Elle m’a posé la question très doucement. (On ne sait jamais, il y a toujours des oreilles qui trainent. A peine nos parents nous entendent-ils poser une question qu’ils se précipitent dessus, comme un chat sur un rat, avant de la déchiqueter jusqu’à ce qu’il ne reste plus rien pour nous, rien auquel nous ayons même envie de penser.)
- Aucune idée, j’ai répondu en m’asseyant à côté d’elle. Qu’est-ce que tu voulais dire exactement ? Simplement nous, ici, ou tous les Juifs ?
- Nous, ici, dans l’Annexe. C’est trop déprimant de penser à tout ce qui doit se passer ailleurs.
Je n’avais jamais compris que chuchoter pouvait créer une telle intimité.

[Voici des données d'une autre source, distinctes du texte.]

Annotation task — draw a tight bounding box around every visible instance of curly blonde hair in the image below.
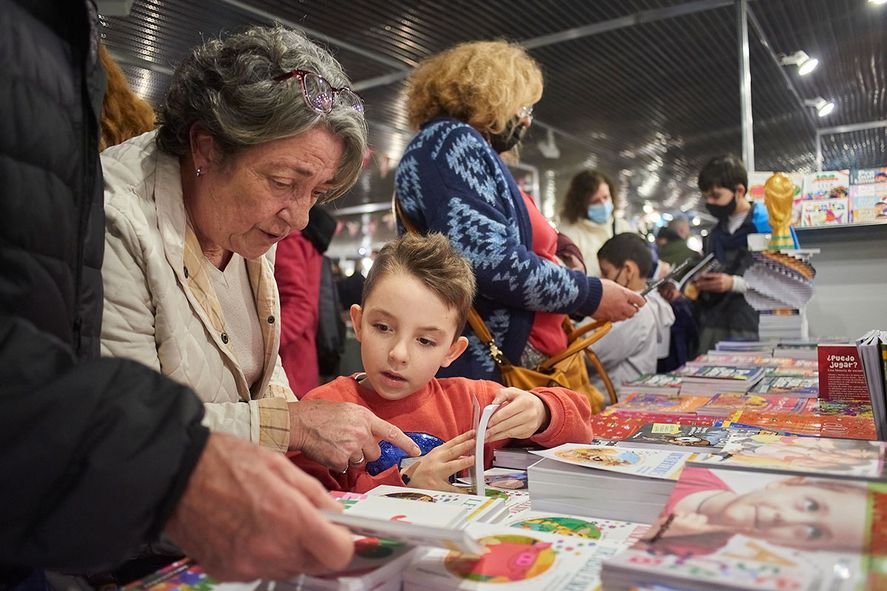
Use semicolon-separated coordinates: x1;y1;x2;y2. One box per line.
406;41;542;133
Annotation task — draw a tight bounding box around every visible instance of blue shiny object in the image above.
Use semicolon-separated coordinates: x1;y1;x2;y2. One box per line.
367;431;444;476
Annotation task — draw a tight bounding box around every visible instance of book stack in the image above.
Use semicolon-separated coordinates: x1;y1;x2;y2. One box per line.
749;369;819;398
364;485;508;523
527;442;695;523
696;392;807;417
619;373;681;398
403;523;624;591
675;362;764;396
690;431;887;480
602;465;887;591
618;394;708;415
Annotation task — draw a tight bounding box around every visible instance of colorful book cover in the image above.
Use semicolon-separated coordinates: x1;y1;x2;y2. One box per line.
817;344;871;403
850;168;887;185
695;431;885;480
403;523;623;591
801;197;850;228
602;466;887;591
675;363;761;383
621;373;681;396
365;488;513;521
503;511;647;544
619;394;708;414
850;183;887;223
732;410;877;440
696;392;807;417
621;423;729;451
533;443;696;480
750;375;819;398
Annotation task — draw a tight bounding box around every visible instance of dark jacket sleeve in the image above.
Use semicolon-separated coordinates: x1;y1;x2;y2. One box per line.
0;315;208;570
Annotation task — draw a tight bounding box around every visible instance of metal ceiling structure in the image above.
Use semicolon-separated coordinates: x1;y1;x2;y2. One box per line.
102;0;887;221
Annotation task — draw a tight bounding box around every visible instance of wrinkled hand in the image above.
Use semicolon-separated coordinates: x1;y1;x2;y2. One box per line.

- Ca ne va pas durer éternellement. Faut espérer.
- Tu ne penses pas ?
(…) J’ai jeté un œil sur son cahier, mais elle l’a tout de suite refermé. « Ah, ça doit être son journal ! » Et naturellement j’ai ajouté :
- Quelquefois, je regarde un objet que j’ai fabriqué de mes mains et je me demande s’il sera toujours là quand j’aurai disparu.
- C’est différent, a-t-elle murmuré.
- Différent de quoi ?
- Des mots, des histoires, des idées.
Nos têtes se frôlaient. Doucement, j’ai passé la main sur son journal. Elle n’a pas bougé.
- Mais ça, c’est un objet que tu as fabriqué, non ? Ces mots, ils seront toujours là, tu ne crois pas, même si on… on n’est plus là, nous ?
Elle me dévorait des yeux et cela me faisait du bien. Comme si j’avais réussi à la surprendre.
- Ils brûlent des livres, a-t-elle ajouté tout bas. Par piles entières. Des tonnes de bouquins.
- Je sais, Anne, mais ton père a raison, ils ne pourront jamais brûler les idées. En tout cas pas toutes.